The tight end market has been moving at a snail’s pace since the start of the legal tampering period, and the consensus was that multiple teams liked Schultz but weren’t willing to pay him top-tier money for the position.
When the dust settled, Schultz inked a one-year, $9 million contract with the Texans, who plucked Noah Brown in the first week of free agency.
It’s nowhere near the money Schultz was looking for, but it puts him in a great position to become a security blanket for a (likely) rookie quarterback, see massive volume in an offense that doesn’t have many proven pass-catchers — even fewer after they traded Brandin Cooks — and earn a big pay day next year.
All that said, something tells us Schultz is regretting betting on himself and playing on the franchise tag last season.
In his latest MMBQ column, Sports Illustrated’s Albert Breer revealed the details of the lucrative contract offer the Cowboys made Schultz last offseason before the tag-extension deadline.
NFL Rumors: Dalton Schultz rejected lucrative contract offer from Cowboys before 2023 season.
"“One gamble that hasn’t worked—Cowboys TE Dalton Schultz betting on himself and playing on the franchise tag in 2023. Schultz had a three-year, $36 million deal at one point,” Breer noted. “I get why he’d pass that up. But the fallout hasn’t been pretty. Schultz played on a $10.9 million franchise tender last year, and now he’s unsigned and still on the market about a week into free agency.”"
That’s a tough pill to swallow for Schultz.
Three years and $36 million is undoubtedly a fair offer from Dallas. For context, $12 million per year would’ve made him the ninth-highest-paid TE in the league, and that doesn’t include the guaranteed money Dallas offered, which remains a mystery.
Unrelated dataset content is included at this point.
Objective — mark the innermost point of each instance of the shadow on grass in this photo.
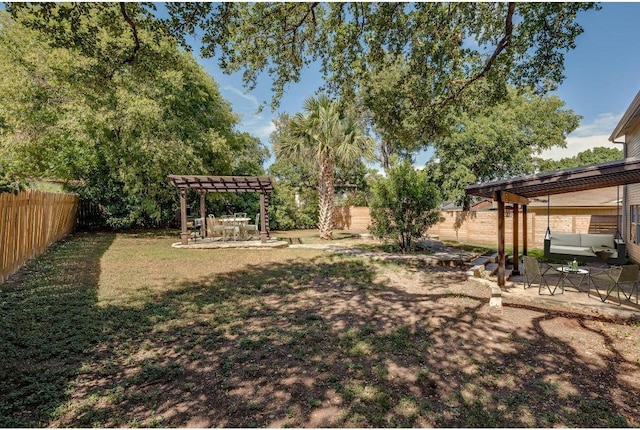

Looking at tight end salaries, though, is fair to venture his guarantees would’ve clocked in north of $20 million, potentially even as high as the mid-20s.
In Schultz’s defense, he’s not wrong for thinking he’s worth more than David Njoku ($13.687 million per year), Dawson Knox ($13 million), and Hunter Henry ($12.5 million). A $13.8 million per year offer would slot Schultz just behind Ravens stud Mark Andrews as the sixth-highest paid tight end in terms of AAV.
Over the last three years, his numbers are right there with the NFL’s elite. Only three other tight ends during that span have managed 50 or more catches and 500 or more receiving yards in each season. That’s no small feat.
All told, Schultz is still probably kicking himself for rejecting Dallas’ reported offer. $12 million a year over a three-year span is nothing to sneeze at, and now the former fourth-round pick is forced to settle for another prove-it deal with a rebuilding team.
Maybe he parlays that into entering the Andrews realm of salaries next offseason. Maybe he never lives down declining the Cowboys’ offer.
It’s anyone’s guess, but we’re rooting for him to make it work.